Iain Simpson
Iain Simpson

Reputation: 8141

Using Ajax To Populate A Select Box

Ok, this is my very first attempt at Ajax and its driving me insane as I really cant get my head round it. What im trying to do is populate the first box with the customers from the database, and then use the customerID to select all the vehicleID's from the database using the select.php script. What is happening is the customers box is getting selected but when the select a customer nothing happens.

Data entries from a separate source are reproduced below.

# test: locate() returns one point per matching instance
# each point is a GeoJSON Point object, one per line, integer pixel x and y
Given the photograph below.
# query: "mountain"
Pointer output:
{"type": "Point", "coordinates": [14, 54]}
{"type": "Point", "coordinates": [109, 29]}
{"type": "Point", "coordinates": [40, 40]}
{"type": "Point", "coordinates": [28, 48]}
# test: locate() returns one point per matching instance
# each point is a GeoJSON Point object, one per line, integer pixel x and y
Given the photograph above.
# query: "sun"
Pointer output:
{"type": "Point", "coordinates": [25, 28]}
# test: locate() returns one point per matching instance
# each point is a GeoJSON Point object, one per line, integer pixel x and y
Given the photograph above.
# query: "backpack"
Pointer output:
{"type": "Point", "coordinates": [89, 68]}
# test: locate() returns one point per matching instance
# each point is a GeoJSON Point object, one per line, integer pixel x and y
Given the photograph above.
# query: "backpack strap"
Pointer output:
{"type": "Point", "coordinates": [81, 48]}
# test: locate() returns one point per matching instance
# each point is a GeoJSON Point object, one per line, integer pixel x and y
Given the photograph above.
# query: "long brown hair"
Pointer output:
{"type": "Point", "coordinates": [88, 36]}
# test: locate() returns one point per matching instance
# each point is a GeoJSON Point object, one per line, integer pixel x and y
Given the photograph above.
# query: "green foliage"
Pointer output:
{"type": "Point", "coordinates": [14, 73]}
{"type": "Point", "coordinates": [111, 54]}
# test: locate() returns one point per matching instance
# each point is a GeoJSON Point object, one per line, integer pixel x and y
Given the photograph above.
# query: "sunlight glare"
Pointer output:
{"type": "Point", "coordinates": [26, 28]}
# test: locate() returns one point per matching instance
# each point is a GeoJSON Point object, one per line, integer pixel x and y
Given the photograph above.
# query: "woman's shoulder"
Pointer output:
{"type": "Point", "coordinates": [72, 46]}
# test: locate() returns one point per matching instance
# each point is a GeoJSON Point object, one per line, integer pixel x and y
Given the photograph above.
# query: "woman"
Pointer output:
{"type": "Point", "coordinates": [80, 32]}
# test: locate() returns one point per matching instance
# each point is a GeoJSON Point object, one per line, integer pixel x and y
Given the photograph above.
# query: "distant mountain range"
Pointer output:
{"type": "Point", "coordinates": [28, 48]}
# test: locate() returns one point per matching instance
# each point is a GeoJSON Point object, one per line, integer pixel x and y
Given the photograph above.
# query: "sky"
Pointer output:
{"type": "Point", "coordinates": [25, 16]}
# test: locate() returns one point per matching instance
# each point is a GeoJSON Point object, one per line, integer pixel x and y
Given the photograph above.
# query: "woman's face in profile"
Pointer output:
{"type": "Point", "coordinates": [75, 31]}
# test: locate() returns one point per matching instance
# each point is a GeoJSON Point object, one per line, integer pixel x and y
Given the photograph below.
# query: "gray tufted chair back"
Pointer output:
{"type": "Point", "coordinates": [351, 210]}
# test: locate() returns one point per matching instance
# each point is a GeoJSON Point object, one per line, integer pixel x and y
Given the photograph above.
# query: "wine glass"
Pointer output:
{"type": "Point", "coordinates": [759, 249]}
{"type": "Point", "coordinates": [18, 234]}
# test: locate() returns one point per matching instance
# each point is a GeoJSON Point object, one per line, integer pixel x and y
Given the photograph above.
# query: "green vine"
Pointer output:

This is my Test.php file :

<?php include 'connectmysqli.php'; ?>
<html>

    <head>
        <meta http-equiv="Content-type" content="text/html; charset=utf-8">
        <title>Select test</title>
        <script src="./js/jquery/jquery.js"></script>
        <script type="text/javascript" charset="utf-8">
            $$('#customer')
                .on('change', function () {
                    $.getJSON('select.php', { customerId: $(this)
                            .val() }, function (data) {

                        var options = '';
                        for (var x = 0; x < data.length; x++) {
                            options += '<option value="' + data[x][
                                    'id'] + '">' + data[x]['reg'] +
                                '</option>';
                        }
                        $('#vehicle')
                            .html(options);
                    });
                });

        </script>
    </head>

    <body>
        <select id="customer">
                <?php
        $sql = <<<SQL
        SELECT *
        FROM `customers`
        SQL;
        if(!$result = $db->query($sql)){ die('There was an error running the query [' . $db->error . ']');}
        while($row = $result->fetch_assoc()){
        if ($row['bussinessname'] == ''){$name = $row['title'].' '.$name = $row['firstname'].' '.$name = $row['surname'];}else
        {$name = $row['bussinessname'];}
        echo '<option value="'.$row['customerID'].'">'.$name.'</option>';
        }
        echo '</select></p>'; ?>
        </select>
        <select id="vehicle">
                </select>
    </body>

</html>

This is my select.php file :

<?php include 'connectmysqli.php'; ?>
<?php
        $id = $_GET['customerId'];
        $sql = 'SELECT * FROM vehicles WHERE customerID = ' . $id;
        $result = $db->query($sql);

        $json = array();
        while ($row = $result->fetch_assoc()) {
          $json[] = array(
            'id' => $row['vehicleID'],
            'reg' => $row['reg'] // Don't you want the name?
          );
        }
        echo json_encode($json);

?>

I am attempting to mod this tutorial to work with the databases but so far i'm unsuccessful. http://remysharp.com/2007/01/20/auto-populating-select-boxes-using-jquery-ajax/

In the Chrome console I get the error :

Port error: Could not establish connection. Receiving end does not exist.     miscellaneous_bindings:235
chromeHidden.Port.dispatchOnDisconnect

Upvotes: 9

Views: 37576

Answers (3)

rebe100x
rebe100x

Reputation: 1493

Maybe try live instead of on. It is deprecated but I found out is more likely to work when element is not loaded.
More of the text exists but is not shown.